The more times he missed a shot in the lane after absorbing a blow by Anthony Parker or a body from O'Neal and didn't hear a whistle, the more demonstrative his protests toward the referees became.

The Lakers didn't play with the composure of a been-there, done-that champion. Does this team just not remember what it is like to be tested? Was this the Lakers reverting back to the Jekyll & Hyde squad we saw against the Houston Rockets in the Western Conference semifinals this past spring?

"We have five losses," Phil Jackson said, presumably hoping to remind everybody that that number still looks pretty minuscule against the Lakers' league-leading 23 wins.

But it was the kind of loss that makes you rethink all those previous victories. The Lakers are 6-5 on the season against teams that had better than .500 records as of Dec. 25.

What's more troubling is that when L.A. has lost this season, it has played so poorly that it might as well not even have showed up for the game.

The Lakers' average margin of defeat sits at 14.6 when you add Friday's 15-point game to losses to the Utah Jazz by eight, to Houston by 10, to the Denver Nuggets by 26 and to the Dallas Mavericks by 14.

L.A. could rationalize the other losses. It didn't have Pau Gasol in the lineup for three of them; Kobe had the flu against Utah; two of those came on the second night of a back-to-back; the Nuggets, Jazz and Rockets had revenge on their minds after losing to the Lakers in the playoffs…

But what excuses can the Lakers make after this one? They were rested. Everybody was healthy (as healthy as they're going to be, at least; Bryant is going to have to play with the fractured finger). They were at home.

"I have to chew on this game for a while before I tell you guys what I feel about it," Jackson said at the start of his postgame news conference.

The normally too-cool-for-school Staples Center crowd didn't reserve judgment, however. The fans booed the Lakers off the court during a timeout in the first half, then stopped the game temporarily with about four minutes to go in the fourth by showering the floor with foam fingers that were given out at the gate.

In fact, the fans were the only people involved with the Lakers that Jackson was ready to persecute. He excused his players' technical fouls, but said "the crowd deserved theirs."

(In the fans' defense, they could simply have been lost without their leader. Jack Nicholson wasn't in his customary courtside seat for this one.)

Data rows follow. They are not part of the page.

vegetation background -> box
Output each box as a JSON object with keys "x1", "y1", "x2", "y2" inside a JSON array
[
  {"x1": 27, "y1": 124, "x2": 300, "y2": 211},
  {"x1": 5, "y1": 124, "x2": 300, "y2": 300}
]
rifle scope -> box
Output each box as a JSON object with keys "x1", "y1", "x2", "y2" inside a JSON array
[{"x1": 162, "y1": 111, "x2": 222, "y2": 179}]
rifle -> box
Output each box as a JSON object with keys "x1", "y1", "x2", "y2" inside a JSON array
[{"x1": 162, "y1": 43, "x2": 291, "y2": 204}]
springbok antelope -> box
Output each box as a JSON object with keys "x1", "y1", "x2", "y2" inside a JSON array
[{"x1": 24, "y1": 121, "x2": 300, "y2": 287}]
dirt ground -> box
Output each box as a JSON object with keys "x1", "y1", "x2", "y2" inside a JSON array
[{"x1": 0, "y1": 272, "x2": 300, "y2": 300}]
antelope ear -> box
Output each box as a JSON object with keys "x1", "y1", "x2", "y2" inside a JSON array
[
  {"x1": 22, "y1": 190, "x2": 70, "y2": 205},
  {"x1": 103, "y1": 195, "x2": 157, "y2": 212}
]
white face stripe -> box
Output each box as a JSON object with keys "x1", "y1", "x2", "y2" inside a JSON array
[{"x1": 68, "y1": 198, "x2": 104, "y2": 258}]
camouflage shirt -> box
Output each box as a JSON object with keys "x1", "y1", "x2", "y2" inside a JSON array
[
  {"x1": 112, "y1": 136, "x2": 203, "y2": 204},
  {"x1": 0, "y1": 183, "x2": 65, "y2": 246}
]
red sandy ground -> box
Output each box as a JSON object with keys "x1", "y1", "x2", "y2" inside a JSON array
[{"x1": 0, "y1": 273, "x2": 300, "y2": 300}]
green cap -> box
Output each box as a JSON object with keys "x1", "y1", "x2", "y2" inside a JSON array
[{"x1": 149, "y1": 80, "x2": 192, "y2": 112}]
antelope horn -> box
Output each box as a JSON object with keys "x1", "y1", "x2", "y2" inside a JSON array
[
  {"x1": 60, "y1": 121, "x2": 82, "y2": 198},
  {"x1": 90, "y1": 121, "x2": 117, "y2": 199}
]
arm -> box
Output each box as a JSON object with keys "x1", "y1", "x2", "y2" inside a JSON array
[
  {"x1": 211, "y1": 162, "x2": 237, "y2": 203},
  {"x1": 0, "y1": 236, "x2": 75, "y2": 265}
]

Sometimes you just have a bad shooting night. The Lakers were 5-for-18 from 3-point range, and Mo Williams, Delonte West and Jamario Moon combined to go 5-for-5 for Cleveland. And sometimes, as Bryant said, "The calls don't go your way."

But there are some themes developing that need to be addressed.

The bench has been wildly inconsistent. With Odom averaging a career low in points, neither Jordan Farmar nor Shannon Brown emerging as Fisher's No. 1 backup, Sasha Vujacic still struggling with his shot and Luke Walton being injured, L.A. doesn't have depth comparable to that of many of its opponents.

Andrew Bynum, slowed by a respiratory infection, has not been the same player he was in the beginning of the season when Gasol was out.

The schedule, although out of the team's control, has heavily favored the Lakers thus far as it has been overloaded with home games and opponents with lousy records.

"It's a good wake-up call for us," Bryant said after the game, straight-faced. This time, he actually appeared to believe what he was saying.